The sight of protesters pouring into Cairo's downtown Tahrir Square for a fifth day indicated Mubarak's words in a televised speech shortly after midnight had done little to cool the anger over Egypt's crushing poverty, unemployment and corruption.
Police opened fire on a number of the protesters according to eyewitness reports, al-Jazeera reported.
Al-Jazeera also reported that one of its correspondents saw 23 bodies at the morgue in the Egyptian city of Alexandria following protests there on Friday.
Overnight, the government called in military forces and by morning the army had replaced police in guarding government buildings and other key areas.
Several tanks were parked in the vast Tahrir Square, but soldiers did not intervene in Saturday's protest there. Not far from the square, the army sealed off the road leading to the parliament and Cabinet buildings.
Along the Nile, smoke was still billowing from the ruling party's headquarters, which protesters set ablaze during Friday's unrest, the most dramatic day of protests since the unrest began on Tuesday.
Click here for full Jpost coverage of unrest in Egypt
Click here for full Jpost coverage of unrest in Egypt
Also Saturday, mobile phone services were restored after a government-ordered communications blackout aimed at stopping Friday's protests. Protesters have used text messaging and social networking websites to coordinate demonstrations.

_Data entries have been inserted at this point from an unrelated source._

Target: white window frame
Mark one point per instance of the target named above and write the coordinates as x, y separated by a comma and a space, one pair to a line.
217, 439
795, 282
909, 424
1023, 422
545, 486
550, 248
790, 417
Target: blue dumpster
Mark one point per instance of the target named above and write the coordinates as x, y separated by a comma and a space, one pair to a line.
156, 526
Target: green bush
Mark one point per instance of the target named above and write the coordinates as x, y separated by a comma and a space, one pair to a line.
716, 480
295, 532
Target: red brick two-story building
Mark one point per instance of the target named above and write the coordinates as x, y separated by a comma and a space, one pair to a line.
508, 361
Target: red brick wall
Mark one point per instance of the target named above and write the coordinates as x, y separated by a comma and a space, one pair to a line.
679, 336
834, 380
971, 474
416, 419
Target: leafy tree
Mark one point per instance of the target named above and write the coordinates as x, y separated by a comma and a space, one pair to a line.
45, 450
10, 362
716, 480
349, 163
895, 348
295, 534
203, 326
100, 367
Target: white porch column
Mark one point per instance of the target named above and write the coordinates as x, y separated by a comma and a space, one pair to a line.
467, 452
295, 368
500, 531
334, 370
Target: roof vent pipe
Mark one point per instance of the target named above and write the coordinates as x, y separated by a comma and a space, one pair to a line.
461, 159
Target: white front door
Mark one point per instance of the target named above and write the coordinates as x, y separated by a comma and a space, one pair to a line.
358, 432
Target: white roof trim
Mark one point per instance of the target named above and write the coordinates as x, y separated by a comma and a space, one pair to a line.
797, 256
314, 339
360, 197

Vodafone and Mobinil cell phone services were working Saturday morning, about 24 hours after they were cut. Internet service appeared to remain down.
Vodafone said Friday that the Egyptian government had ordered all mobile telephone operators to suspend services "in selected areas" of the country. Britain-based Vodafone Group PLC is one of the largest mobile phone operators in Egypt, with more than 25 million subscribers.